Few would think that the words "delicate" and "Australian Shiraz" could belong in the same sentence, but then they never would have tried Craiglee Shiraz. I am as guilty as the next big red Shiraz lover for dismissing this wine as light and pleasant, but inconsequential, although I have rated it highly in some vintages. For those with the patience to let the wine develop in the bottle for a few years, the result is something I can only describe as ethereal.
Owner-winegrower Pat Carmody takes a shot at explaining it in my video.
I arrived at the winery for a vertical tasting only to find Pat and his wife, Dianne, wrestling with a couple of baby lambs and trying to herd the rest of the flock into their proper pen. They raise the animals on the sheep farm that Pat's father bought in 1960 so that Pat and his siblings could attend school in Melbourne. The vineyard today occupies 25 acres on the farm, on the outskirts of the busy Melbourne suburb of Sunbury, only 10 minutes from Melbourne International Airport.
There would have been no vineyard today except for a cache of old bottles the family discovered hidden away on the property.
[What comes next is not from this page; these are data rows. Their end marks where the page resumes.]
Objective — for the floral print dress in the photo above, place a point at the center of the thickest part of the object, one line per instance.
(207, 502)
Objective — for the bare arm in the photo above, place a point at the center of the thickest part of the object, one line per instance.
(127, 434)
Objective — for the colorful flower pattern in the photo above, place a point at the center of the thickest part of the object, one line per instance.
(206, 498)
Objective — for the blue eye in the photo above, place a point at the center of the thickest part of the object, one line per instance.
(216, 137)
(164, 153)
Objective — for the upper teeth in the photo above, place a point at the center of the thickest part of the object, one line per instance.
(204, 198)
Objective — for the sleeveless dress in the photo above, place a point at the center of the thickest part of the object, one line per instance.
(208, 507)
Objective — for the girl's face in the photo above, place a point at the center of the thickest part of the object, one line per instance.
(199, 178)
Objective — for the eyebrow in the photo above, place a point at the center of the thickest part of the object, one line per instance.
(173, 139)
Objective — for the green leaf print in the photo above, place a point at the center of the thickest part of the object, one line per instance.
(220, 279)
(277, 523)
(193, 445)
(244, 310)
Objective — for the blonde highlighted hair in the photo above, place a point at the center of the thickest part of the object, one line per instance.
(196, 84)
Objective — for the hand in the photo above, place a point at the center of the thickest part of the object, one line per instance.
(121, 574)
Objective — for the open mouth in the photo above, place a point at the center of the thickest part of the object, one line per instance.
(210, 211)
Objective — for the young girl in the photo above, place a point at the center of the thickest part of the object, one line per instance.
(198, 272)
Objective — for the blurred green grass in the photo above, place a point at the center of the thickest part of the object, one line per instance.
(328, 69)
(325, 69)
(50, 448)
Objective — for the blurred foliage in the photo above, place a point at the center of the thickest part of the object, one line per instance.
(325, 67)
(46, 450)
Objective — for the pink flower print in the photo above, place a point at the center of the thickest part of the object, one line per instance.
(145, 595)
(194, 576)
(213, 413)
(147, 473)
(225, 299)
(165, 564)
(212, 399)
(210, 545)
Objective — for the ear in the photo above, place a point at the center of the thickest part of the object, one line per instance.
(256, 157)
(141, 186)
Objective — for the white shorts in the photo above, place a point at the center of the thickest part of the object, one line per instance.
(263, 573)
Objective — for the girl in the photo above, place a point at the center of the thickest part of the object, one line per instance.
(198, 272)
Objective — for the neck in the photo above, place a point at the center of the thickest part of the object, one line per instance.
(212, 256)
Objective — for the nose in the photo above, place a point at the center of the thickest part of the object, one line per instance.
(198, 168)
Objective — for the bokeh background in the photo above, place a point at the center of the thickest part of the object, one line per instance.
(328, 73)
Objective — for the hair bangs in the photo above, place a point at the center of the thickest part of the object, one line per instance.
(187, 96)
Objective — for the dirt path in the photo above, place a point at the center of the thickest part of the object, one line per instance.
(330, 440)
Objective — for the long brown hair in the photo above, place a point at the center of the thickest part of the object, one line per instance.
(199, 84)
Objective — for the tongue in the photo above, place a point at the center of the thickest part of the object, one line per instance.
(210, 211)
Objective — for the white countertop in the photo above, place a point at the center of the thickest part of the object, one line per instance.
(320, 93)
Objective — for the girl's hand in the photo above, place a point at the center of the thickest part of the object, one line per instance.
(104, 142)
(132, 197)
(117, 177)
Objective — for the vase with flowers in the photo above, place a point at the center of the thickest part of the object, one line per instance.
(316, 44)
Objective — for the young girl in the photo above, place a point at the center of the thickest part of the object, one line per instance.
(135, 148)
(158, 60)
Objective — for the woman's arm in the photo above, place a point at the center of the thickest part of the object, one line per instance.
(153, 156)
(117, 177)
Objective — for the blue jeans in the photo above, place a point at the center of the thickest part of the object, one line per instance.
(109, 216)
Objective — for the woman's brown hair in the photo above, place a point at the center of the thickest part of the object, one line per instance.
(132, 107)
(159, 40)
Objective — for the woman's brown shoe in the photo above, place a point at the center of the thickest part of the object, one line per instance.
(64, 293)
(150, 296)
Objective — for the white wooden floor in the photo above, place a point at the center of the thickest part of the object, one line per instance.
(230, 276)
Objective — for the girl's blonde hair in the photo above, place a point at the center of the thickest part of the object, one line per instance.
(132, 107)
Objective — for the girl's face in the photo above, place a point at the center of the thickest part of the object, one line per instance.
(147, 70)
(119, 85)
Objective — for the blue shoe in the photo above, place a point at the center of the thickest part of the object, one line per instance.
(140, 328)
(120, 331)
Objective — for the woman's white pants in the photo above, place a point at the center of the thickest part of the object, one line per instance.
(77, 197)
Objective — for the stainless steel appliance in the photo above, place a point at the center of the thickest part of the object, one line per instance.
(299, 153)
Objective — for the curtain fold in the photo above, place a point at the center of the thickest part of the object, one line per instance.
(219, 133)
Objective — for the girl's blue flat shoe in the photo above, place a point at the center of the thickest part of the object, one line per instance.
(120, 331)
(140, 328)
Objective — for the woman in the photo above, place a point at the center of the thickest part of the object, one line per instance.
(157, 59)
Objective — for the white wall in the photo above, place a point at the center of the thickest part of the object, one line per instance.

They turned out to be from 1872. A little research determined that the wine, a Shiraz, came from vines planted on the property and had won trophies in Europe. To the family's surprise, the wines still tasted fresh and drinkable when they opened a few bottles in 1972.
"I figured that if they could make a wine that lasted 100 years, there must be something here," Pat said. "So we tried planting a few acres." He made his first wines from the property in 1979, and bottled his first commercial vintage in 1980, but wasn't really happy with the results until 1984. "That was the first vintage when I could go out to the vines and taste something, not just grape sugar," he said.
Today, that 1984 is light, with a velvety burr to the tannins and pretty plum and mineral flavors. The crisp texture rapidly fills out to be supple and silky. The fruit lingers on the finish.
In tasting virtually every succeeding vintage, it struck me just how well they all kept their fresh fruit character. The textures in all the wines are delicate, more like Pernand-Vergelesses (a lightish Burgundy) than Hermitage (the preeminent French wine from Syrah), and that fresh fruit character seems to float in the air as it hovers over the finish. The best word I can find to describe it is transparency.
"I don't pretend to be able to understand it," Carmody mused, "but it appeals to me immensely that they're still fresh."
What made me a believer were vintages such as that 1984, 1990 and especially 1996, which I rated 93 points, non blind. It had pepper galore in the mix with plummy flavors, delicacy yet plenty of complexity, with the pepper-shaded fruit lingering effortlessly. Alcohol levels generally range from 12 to 13.5 percent, although recent warmer vintages are creeping up slightly higher. Few wines can deliver such a complete package with so much refinement.
The downside of a cool climate like Sunbury's is that lesser vintages can just taste thin. That was a problem in vintages such as 1985, 1987, 1988, 1992 and 1995, when the wines just didn't make magic. But more recent vintages show how Carmody's winemaking touch (or perhaps it's just older vines) has produced wines of delicacy and charm, if not tremendous depth, in very cool vintages such as 1993 and 2002.
Of late, he is concerned that a succession of warm vintages is changing the wines' style. "Except for 2002, every year is very hot," he said. "I don't want them to be slam-bam, thank you ma'am wines."
After the tasting we wandered into the winery, a tin shed that faces the vineyard and the sheep paddock. He climbed up a catwalk and dipped out two samples of 2008 Shiraz, just completing malolactic fermentation. The first had surprisingly dark color, focused cherry flavors and firm texture. The second had a little more lightness to its step. The flavors had a hint of a floral note and silkier texture. I noted the difference and he smiled.
"The second wine has 2 percent Viognier in it," he revealed. "I planted a couple of rows to see what it would do here. In these warm vintages, I think it helps bring back some of that cool-climate transparency."